The invention relates to semiconductor devices. More specifically, the invention relates to FETS having lightly doped drains.
It is a never-ending goal of the semiconductor industry to increase the operating speeds of transistors. The speed of a Field Effect Transistor (FET) can be increased by shortening its channel length. As the channel length is shortened, the distance that carriers must travel between the FET's source and drain regions is reduced.
Device lifetime and reliability become issues of increasing concern as channel lengths of the FETs are shortened. A shorter channel length makes the FET susceptible to the effects of "hot carriers." Hot carriers are typically electrons that are accelerated by high electric fields within the channel. As the gradient of the electric field is increased, the probability of the hot carriers being injected into the thin dielectric layer of the FET's gate structure is also increased. Over time, these hot carriers create a permanent charge in the gate's dielectric. As a result, the gate operating characteristics are progressively degraded over the lifetime of the FET. Eventually, the FET is destroyed.
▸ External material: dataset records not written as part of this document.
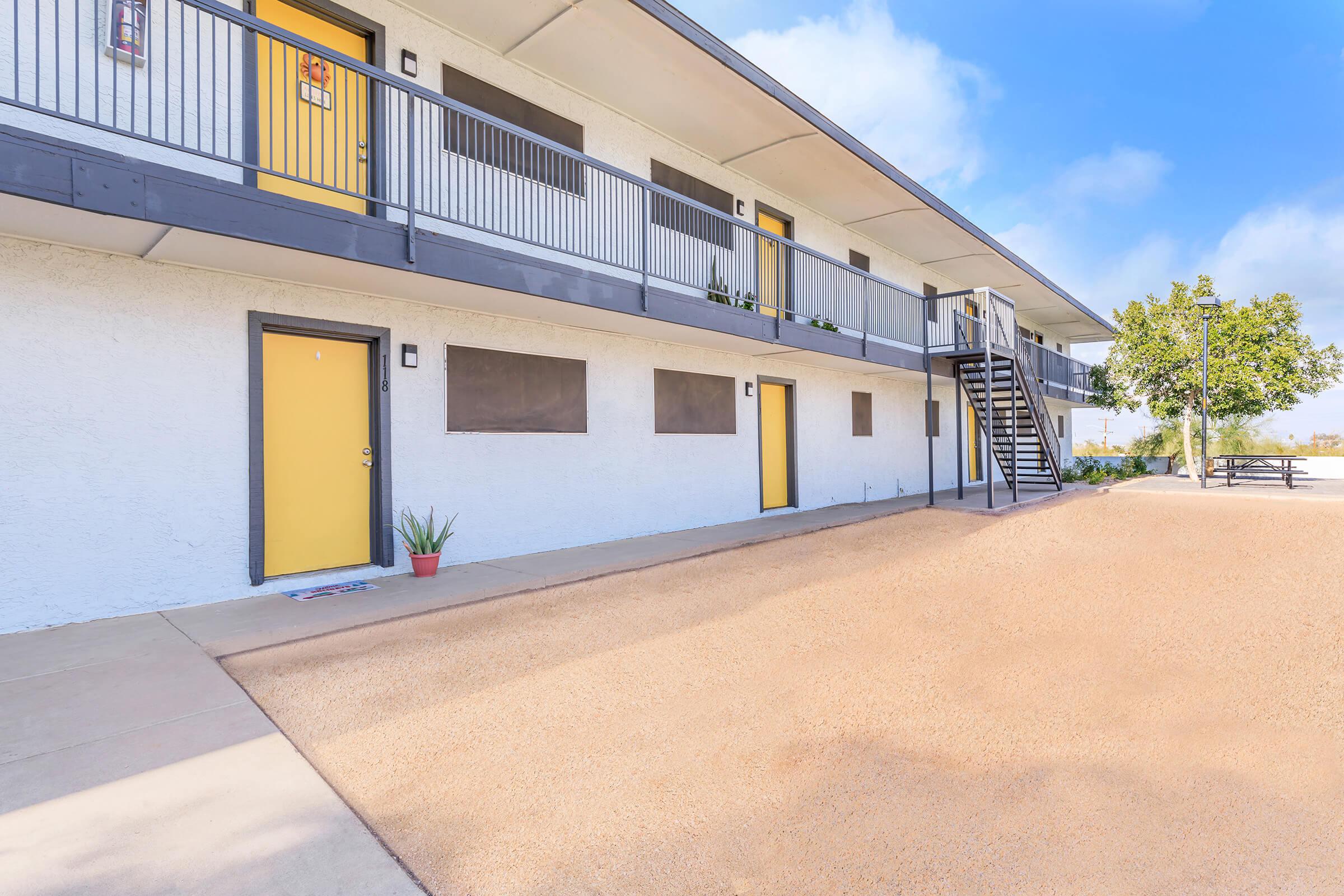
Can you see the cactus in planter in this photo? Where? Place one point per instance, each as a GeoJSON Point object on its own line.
{"type": "Point", "coordinates": [718, 288]}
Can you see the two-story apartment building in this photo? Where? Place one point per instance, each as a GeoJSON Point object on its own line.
{"type": "Point", "coordinates": [575, 270]}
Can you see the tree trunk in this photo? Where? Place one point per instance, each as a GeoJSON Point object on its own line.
{"type": "Point", "coordinates": [1190, 448]}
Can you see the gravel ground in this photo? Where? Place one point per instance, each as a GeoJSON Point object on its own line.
{"type": "Point", "coordinates": [1113, 693]}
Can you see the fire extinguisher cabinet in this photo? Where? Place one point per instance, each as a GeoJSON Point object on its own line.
{"type": "Point", "coordinates": [127, 30]}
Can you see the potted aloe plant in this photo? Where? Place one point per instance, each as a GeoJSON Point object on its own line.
{"type": "Point", "coordinates": [421, 542]}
The effects of the hot carriers can be mitigated by forming a lightly doped drain (LDD) region contiguous with the more heavily drain region and optionally forming an LDD region contiguous with the more heavily doped source region. The LDD regions are formed below the gate oxide/substrate interface and closest to the point within the channel where the greatest electric field strength occurs. The LDD regions provide a series resistance between the drain and source regions which reduces the electrical field strength adjacent the oxide/substrate interface. This reduction in field strength directly reduces the transfer of energy to carriers at the interface. Although the speed of the carriers is slowed somewhat, the number of hot carriers injected into the gate dielectric is reduced dramatically and the lifetime of the FET gate is increased significantly.
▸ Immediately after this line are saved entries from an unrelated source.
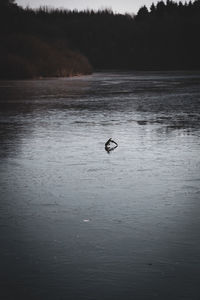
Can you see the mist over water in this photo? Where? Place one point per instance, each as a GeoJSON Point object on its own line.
{"type": "Point", "coordinates": [79, 223]}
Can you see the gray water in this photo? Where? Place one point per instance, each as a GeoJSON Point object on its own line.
{"type": "Point", "coordinates": [79, 223]}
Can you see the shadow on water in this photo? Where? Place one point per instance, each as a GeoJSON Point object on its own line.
{"type": "Point", "coordinates": [142, 203]}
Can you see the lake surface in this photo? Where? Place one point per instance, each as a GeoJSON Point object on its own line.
{"type": "Point", "coordinates": [79, 223]}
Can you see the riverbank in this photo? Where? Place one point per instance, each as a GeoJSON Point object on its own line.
{"type": "Point", "coordinates": [28, 56]}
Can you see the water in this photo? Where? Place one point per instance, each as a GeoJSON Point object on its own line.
{"type": "Point", "coordinates": [79, 223]}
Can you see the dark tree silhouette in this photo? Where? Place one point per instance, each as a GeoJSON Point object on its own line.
{"type": "Point", "coordinates": [56, 42]}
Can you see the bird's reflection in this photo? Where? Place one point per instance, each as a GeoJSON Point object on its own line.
{"type": "Point", "coordinates": [108, 146]}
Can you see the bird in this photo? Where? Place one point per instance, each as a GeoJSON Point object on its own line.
{"type": "Point", "coordinates": [107, 145]}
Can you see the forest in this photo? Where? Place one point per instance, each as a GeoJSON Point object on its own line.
{"type": "Point", "coordinates": [54, 42]}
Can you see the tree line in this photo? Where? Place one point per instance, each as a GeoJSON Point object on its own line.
{"type": "Point", "coordinates": [58, 42]}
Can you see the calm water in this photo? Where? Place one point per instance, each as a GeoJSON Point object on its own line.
{"type": "Point", "coordinates": [79, 223]}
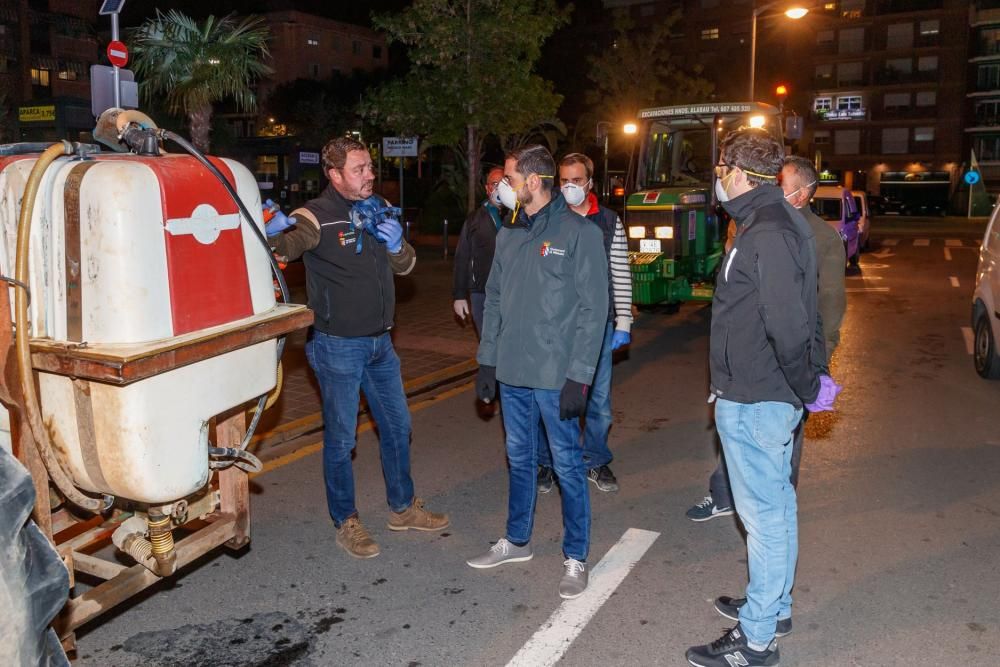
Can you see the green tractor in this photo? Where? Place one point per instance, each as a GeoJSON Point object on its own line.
{"type": "Point", "coordinates": [676, 239]}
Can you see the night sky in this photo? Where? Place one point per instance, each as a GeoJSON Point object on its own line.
{"type": "Point", "coordinates": [353, 12]}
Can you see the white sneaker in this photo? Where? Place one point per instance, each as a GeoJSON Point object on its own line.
{"type": "Point", "coordinates": [574, 581]}
{"type": "Point", "coordinates": [502, 552]}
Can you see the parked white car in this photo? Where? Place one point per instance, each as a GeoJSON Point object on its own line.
{"type": "Point", "coordinates": [985, 304]}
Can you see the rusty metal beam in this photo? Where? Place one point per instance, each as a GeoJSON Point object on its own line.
{"type": "Point", "coordinates": [121, 365]}
{"type": "Point", "coordinates": [96, 601]}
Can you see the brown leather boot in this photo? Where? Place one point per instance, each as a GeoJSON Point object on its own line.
{"type": "Point", "coordinates": [417, 518]}
{"type": "Point", "coordinates": [355, 540]}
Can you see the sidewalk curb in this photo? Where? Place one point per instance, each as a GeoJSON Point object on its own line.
{"type": "Point", "coordinates": [289, 431]}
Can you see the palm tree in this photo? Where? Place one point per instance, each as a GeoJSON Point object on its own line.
{"type": "Point", "coordinates": [191, 66]}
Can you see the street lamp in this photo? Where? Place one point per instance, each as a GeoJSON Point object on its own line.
{"type": "Point", "coordinates": [794, 12]}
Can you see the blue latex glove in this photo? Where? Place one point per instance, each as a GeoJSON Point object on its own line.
{"type": "Point", "coordinates": [620, 339]}
{"type": "Point", "coordinates": [367, 214]}
{"type": "Point", "coordinates": [828, 390]}
{"type": "Point", "coordinates": [279, 223]}
{"type": "Point", "coordinates": [390, 232]}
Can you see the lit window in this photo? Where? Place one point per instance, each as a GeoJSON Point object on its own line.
{"type": "Point", "coordinates": [39, 77]}
{"type": "Point", "coordinates": [931, 27]}
{"type": "Point", "coordinates": [845, 102]}
{"type": "Point", "coordinates": [927, 64]}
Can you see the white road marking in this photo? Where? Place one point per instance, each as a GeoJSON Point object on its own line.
{"type": "Point", "coordinates": [547, 646]}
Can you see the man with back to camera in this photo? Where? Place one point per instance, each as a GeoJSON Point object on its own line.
{"type": "Point", "coordinates": [474, 254]}
{"type": "Point", "coordinates": [576, 180]}
{"type": "Point", "coordinates": [798, 182]}
{"type": "Point", "coordinates": [767, 361]}
{"type": "Point", "coordinates": [349, 271]}
{"type": "Point", "coordinates": [543, 326]}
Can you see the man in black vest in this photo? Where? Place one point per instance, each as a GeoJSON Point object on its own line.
{"type": "Point", "coordinates": [349, 273]}
{"type": "Point", "coordinates": [576, 181]}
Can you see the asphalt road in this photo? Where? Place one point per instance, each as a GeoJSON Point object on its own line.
{"type": "Point", "coordinates": [898, 503]}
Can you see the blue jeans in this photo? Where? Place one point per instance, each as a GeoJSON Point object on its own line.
{"type": "Point", "coordinates": [522, 409]}
{"type": "Point", "coordinates": [718, 483]}
{"type": "Point", "coordinates": [597, 423]}
{"type": "Point", "coordinates": [343, 366]}
{"type": "Point", "coordinates": [757, 441]}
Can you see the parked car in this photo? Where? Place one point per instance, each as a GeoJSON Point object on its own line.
{"type": "Point", "coordinates": [865, 219]}
{"type": "Point", "coordinates": [985, 304]}
{"type": "Point", "coordinates": [837, 206]}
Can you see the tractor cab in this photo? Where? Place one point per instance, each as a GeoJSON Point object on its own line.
{"type": "Point", "coordinates": [675, 235]}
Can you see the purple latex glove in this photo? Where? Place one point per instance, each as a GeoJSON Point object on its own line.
{"type": "Point", "coordinates": [619, 339]}
{"type": "Point", "coordinates": [828, 390]}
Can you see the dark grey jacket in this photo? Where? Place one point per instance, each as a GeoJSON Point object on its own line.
{"type": "Point", "coordinates": [546, 299]}
{"type": "Point", "coordinates": [766, 342]}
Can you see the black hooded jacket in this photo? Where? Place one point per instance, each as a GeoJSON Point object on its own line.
{"type": "Point", "coordinates": [766, 342]}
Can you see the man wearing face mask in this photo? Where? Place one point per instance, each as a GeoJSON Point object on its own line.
{"type": "Point", "coordinates": [768, 362]}
{"type": "Point", "coordinates": [474, 253]}
{"type": "Point", "coordinates": [576, 173]}
{"type": "Point", "coordinates": [349, 280]}
{"type": "Point", "coordinates": [543, 327]}
{"type": "Point", "coordinates": [798, 182]}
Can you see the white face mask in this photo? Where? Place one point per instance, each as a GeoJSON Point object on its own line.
{"type": "Point", "coordinates": [574, 194]}
{"type": "Point", "coordinates": [797, 190]}
{"type": "Point", "coordinates": [720, 188]}
{"type": "Point", "coordinates": [506, 195]}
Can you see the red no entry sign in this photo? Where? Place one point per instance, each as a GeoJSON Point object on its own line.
{"type": "Point", "coordinates": [118, 53]}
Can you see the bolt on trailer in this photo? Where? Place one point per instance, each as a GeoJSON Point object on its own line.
{"type": "Point", "coordinates": [676, 232]}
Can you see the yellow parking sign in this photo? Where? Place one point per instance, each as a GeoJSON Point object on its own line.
{"type": "Point", "coordinates": [37, 114]}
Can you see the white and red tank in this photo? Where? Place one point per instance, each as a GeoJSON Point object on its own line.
{"type": "Point", "coordinates": [128, 250]}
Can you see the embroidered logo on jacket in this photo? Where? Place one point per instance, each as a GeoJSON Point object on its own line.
{"type": "Point", "coordinates": [547, 250]}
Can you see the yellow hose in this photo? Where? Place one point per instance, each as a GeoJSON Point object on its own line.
{"type": "Point", "coordinates": [32, 411]}
{"type": "Point", "coordinates": [276, 392]}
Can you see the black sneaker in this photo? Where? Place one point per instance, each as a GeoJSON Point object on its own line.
{"type": "Point", "coordinates": [546, 479]}
{"type": "Point", "coordinates": [730, 608]}
{"type": "Point", "coordinates": [730, 650]}
{"type": "Point", "coordinates": [603, 479]}
{"type": "Point", "coordinates": [707, 509]}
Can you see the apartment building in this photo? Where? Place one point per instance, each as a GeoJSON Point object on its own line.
{"type": "Point", "coordinates": [888, 89]}
{"type": "Point", "coordinates": [982, 131]}
{"type": "Point", "coordinates": [46, 50]}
The slope of the junction between the LDD region and the channel should be gradual in order to reduce the electric field strength and, consequently, the production of hot carriers. This requires the shape of the LDD region to be formed precisely.
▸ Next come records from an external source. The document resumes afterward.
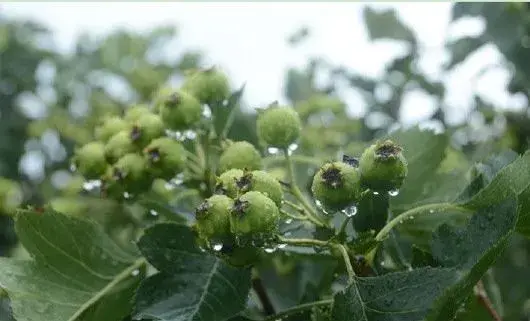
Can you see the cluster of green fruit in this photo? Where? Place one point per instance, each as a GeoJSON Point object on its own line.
{"type": "Point", "coordinates": [130, 151]}
{"type": "Point", "coordinates": [381, 168]}
{"type": "Point", "coordinates": [242, 219]}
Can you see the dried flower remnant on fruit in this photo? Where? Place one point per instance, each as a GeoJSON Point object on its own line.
{"type": "Point", "coordinates": [336, 186]}
{"type": "Point", "coordinates": [352, 161]}
{"type": "Point", "coordinates": [383, 166]}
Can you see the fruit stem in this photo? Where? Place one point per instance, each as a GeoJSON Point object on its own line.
{"type": "Point", "coordinates": [347, 262]}
{"type": "Point", "coordinates": [302, 242]}
{"type": "Point", "coordinates": [298, 309]}
{"type": "Point", "coordinates": [296, 191]}
{"type": "Point", "coordinates": [428, 209]}
{"type": "Point", "coordinates": [305, 217]}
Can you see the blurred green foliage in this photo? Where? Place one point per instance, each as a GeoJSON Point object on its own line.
{"type": "Point", "coordinates": [50, 102]}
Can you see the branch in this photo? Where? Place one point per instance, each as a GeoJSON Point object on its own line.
{"type": "Point", "coordinates": [485, 301]}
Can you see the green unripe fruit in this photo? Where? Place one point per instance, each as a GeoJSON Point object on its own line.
{"type": "Point", "coordinates": [255, 217]}
{"type": "Point", "coordinates": [213, 218]}
{"type": "Point", "coordinates": [336, 186]}
{"type": "Point", "coordinates": [240, 155]}
{"type": "Point", "coordinates": [227, 182]}
{"type": "Point", "coordinates": [90, 160]}
{"type": "Point", "coordinates": [279, 126]}
{"type": "Point", "coordinates": [209, 86]}
{"type": "Point", "coordinates": [110, 127]}
{"type": "Point", "coordinates": [130, 172]}
{"type": "Point", "coordinates": [119, 145]}
{"type": "Point", "coordinates": [383, 166]}
{"type": "Point", "coordinates": [166, 157]}
{"type": "Point", "coordinates": [236, 182]}
{"type": "Point", "coordinates": [133, 113]}
{"type": "Point", "coordinates": [179, 109]}
{"type": "Point", "coordinates": [146, 128]}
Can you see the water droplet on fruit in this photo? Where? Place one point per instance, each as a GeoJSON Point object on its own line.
{"type": "Point", "coordinates": [292, 148]}
{"type": "Point", "coordinates": [321, 207]}
{"type": "Point", "coordinates": [349, 211]}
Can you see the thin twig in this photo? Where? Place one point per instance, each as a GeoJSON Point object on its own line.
{"type": "Point", "coordinates": [485, 301]}
{"type": "Point", "coordinates": [266, 303]}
However, problems exist with forming the junction. The LDD dopant, typically arsenic, does not diffuse rapidly when the FET n-channel is being annealed (even though several high temperature anneals are performed to activate the dopant). There is great difficulty in using diffusion of the LDD dopant to achieve a desired distribution. Thus, an abrupt or otherwise undesirably shaped junction results. Even with the addition of LDD regions, the imprecise formation of the junctions causes the lifetime of the FET to be reduced by the hot carriers.